Written by  Nancy Bianconi, Editor

Henry Holden is a member of The Group Rep at The Lonny Chapman Theatre but he also has the interest of the New York Times!

The Sunday New York Times popular Preoccupations column on April 27 featured the story of an actor, Henry Holden who shares tips with job hunters on how to overcome any adversity, disadvantage or disability in interviews and in life. This comes in light of Bureau of Labor statistics that show that during the fourth quarter of 2012 there were 70 percent more unemployed Americans with disabilities than those with no disabilities, according to the “Allsup Disability Study: Income at Risk.”

Henry contracted polio at the age of 4 in 1952, the worst and possibly last polio epidemic in the U.S., Henry has walked with crutches the rest of his life. But it has not slowed him down. It’s his “can-do” attitude that would inspire anyone.

“Attitudes are the real disability,” he tells anyone who will listen. (See videos link on his home page

An outspoken advocate of people with disabilities who helped start the Screen Actors Guild’s Committee of Performers With Disabilities, Holden shared with us that it was an uphill climb against bias and discrimination.
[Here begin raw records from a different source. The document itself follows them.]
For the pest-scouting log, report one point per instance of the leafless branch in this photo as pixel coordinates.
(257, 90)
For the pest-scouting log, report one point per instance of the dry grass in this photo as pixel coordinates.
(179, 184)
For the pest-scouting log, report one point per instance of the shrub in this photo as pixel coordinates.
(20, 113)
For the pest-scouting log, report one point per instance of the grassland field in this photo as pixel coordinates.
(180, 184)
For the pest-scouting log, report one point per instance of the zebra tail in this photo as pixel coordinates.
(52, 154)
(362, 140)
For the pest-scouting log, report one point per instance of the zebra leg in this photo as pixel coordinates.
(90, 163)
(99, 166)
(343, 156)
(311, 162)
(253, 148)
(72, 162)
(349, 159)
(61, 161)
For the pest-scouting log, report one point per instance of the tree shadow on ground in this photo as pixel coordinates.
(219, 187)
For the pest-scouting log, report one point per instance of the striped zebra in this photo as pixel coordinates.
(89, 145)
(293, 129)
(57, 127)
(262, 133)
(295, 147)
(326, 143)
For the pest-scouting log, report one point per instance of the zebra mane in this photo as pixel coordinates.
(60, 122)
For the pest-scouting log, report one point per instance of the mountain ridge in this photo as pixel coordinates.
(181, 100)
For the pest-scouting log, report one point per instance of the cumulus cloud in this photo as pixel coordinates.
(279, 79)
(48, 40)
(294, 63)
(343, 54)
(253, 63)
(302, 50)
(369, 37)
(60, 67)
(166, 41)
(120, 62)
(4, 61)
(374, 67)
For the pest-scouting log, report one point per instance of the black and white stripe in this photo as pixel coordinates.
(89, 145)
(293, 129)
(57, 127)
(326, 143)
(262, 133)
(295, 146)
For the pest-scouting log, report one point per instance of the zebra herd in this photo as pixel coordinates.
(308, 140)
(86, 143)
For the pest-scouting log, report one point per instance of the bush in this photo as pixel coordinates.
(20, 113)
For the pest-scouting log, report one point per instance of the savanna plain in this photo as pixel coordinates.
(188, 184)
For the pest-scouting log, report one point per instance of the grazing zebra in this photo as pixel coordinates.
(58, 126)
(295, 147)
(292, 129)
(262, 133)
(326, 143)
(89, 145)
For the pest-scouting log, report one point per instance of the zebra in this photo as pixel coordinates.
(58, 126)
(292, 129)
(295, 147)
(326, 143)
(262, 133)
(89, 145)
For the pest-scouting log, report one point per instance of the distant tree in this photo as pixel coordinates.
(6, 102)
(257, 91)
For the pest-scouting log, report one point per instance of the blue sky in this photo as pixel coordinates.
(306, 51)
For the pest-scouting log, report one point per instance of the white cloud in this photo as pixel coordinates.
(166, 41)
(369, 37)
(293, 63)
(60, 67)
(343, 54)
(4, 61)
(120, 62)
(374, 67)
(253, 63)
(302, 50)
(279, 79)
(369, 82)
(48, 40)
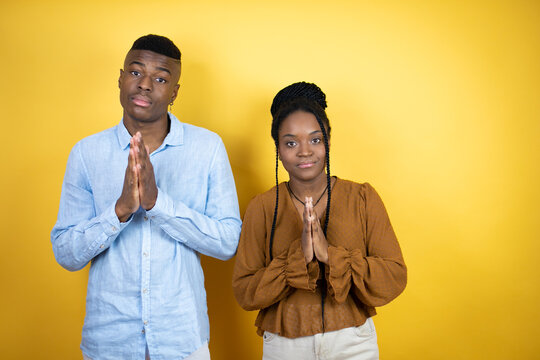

Over the course of his life he has learned to ride horses, water ski, downhill ski, scuba dive, bowl and more. He has taught school, sold insurance and performed at prominent comedy clubs as a stand-up (yes standing up!!). But he is especially critical of the television and films industries.

“While African Americans, gays and women have broken through the glass ceiling of diversity in TV programming and films, creating opportunities for people with disabilities remains the last frontier of prejudice and bias in Hollywood.”   There are few role models for actors with disabilities in TV, film and on stage (other than Chester on “Gunsmoke,” Raymond Burr as “Ironsides,” Daniel Day-Lewis in "My Left Foot,” and the March of Dimes telethons)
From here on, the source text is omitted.